UTRECHT, 28 november 2017 – De bezuiniging op onderwijs die het kabinet wil doorvoeren, moet van de baan. Hiertoe roepen het Interstedelijk Studenten Overleg (ISO), de Landelijke Studentenvakbond (LSVb), het CDJA, DWARS, PerspectieF, de JOVD en de Jonge Democraten de partijen in de Tweede Kamer op. Deze geplande bezuiniging gaat ten koste van het geld dat studenten ingeleverd hebben toen de basisbeurs werd afgeschaft. De belofte was dat dit geld geïnvesteerd zou worden in onderwijskwaliteit. ISO-voorzitter Rhea van der Dong: “Toen studenten in 2015 hun basisbeurs inleverden, werd hen beloofd dat dit geld geïnvesteerd zou worden in de kwaliteit van hun onderwijs. Met deze bezuiniging op onderwijs verbreekt dit kabinet die belofte.”

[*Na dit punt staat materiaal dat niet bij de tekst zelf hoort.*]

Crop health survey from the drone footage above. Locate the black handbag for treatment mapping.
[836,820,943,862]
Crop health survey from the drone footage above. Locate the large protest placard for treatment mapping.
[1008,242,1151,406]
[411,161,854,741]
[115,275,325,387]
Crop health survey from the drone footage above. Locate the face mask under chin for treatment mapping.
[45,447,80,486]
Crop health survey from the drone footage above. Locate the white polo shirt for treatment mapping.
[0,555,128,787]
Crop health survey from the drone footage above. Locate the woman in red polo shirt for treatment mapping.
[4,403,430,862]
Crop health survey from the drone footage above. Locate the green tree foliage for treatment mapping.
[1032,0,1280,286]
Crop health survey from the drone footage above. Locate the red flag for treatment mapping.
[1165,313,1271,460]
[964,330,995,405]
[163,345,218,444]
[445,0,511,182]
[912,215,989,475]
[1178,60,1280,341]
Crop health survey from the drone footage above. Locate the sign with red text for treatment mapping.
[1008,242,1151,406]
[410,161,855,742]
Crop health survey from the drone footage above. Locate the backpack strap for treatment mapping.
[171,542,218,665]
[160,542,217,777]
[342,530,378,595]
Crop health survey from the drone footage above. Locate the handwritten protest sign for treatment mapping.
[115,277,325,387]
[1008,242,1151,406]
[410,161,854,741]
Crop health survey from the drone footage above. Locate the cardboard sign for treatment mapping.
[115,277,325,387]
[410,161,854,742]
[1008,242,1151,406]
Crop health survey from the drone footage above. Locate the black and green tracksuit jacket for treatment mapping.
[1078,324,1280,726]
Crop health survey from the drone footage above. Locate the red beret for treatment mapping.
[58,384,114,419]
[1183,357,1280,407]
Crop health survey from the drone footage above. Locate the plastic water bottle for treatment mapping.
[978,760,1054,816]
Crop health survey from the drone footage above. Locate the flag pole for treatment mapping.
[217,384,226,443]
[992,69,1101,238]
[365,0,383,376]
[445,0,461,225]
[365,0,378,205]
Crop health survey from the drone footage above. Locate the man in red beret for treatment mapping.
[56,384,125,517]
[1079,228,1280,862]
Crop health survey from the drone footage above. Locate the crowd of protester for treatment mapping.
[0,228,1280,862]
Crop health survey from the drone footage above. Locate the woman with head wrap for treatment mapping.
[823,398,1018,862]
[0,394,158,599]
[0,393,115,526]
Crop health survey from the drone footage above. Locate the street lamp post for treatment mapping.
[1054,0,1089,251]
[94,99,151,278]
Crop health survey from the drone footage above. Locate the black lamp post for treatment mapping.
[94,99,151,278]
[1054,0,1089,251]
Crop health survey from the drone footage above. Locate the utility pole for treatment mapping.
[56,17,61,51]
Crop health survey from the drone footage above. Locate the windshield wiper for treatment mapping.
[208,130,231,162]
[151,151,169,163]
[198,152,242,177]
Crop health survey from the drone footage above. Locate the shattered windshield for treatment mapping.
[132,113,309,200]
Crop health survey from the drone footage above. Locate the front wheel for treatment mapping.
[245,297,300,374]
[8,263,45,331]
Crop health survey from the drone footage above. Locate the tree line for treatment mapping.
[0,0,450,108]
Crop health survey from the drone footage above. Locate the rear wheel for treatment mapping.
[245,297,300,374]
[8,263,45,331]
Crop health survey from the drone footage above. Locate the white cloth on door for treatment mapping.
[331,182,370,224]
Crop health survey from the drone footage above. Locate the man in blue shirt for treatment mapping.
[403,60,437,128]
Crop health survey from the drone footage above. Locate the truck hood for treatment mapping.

Op 20 januari 2015 stemde de Eerste Kamer in met de wet die de basisbeurs voor studenten afschafte en daarmee was het leenstelsel een feit. De partijen die het leenstelsel invoerden, de VVD, PvdA, D66 & GroenLinks, deden daarbij de belofte aan studenten dat het geld dat op deze manier vrijkwam, extra geïnvesteerd zou worden in de kwaliteit van hun onderwijs. Nu ruim 2,5 jaar later komt dat extra geld in gevaar door de geplande bezuiniging op onderwijs van Rutte III.
Dit was niet de afspraak
Het nieuwe kabinet gaat flink bezuinigen op onderwijs. In het hoger onderwijs betekent dit een bezuiniging die oploopt naar 43,6 miljoen euro in 2022. Het kabinet stelt dat het primaire proces hierbij ontzien zal worden, maar de jongerenorganisaties vinden dit bij een bezuiniging van deze omvang niet realistisch. Deze bezuiniging zal ten koste gaan van het geld dat studenten opgebracht hebben toen zij de basisbeurs inleverden. Het effect van deze investeringen wordt door deze bezuinigingen een stuk minder.
Investeer in de toekomst
De jongerenorganisaties roepen de politieke partijen in de Tweede Kamer op om de geplande bezuiniging te schrappen. Van der Dong: “Wij roepen de politiek op om de bezuiniging op onderwijs te schrappen en in plaats daarvan te investeren in de toekomst.”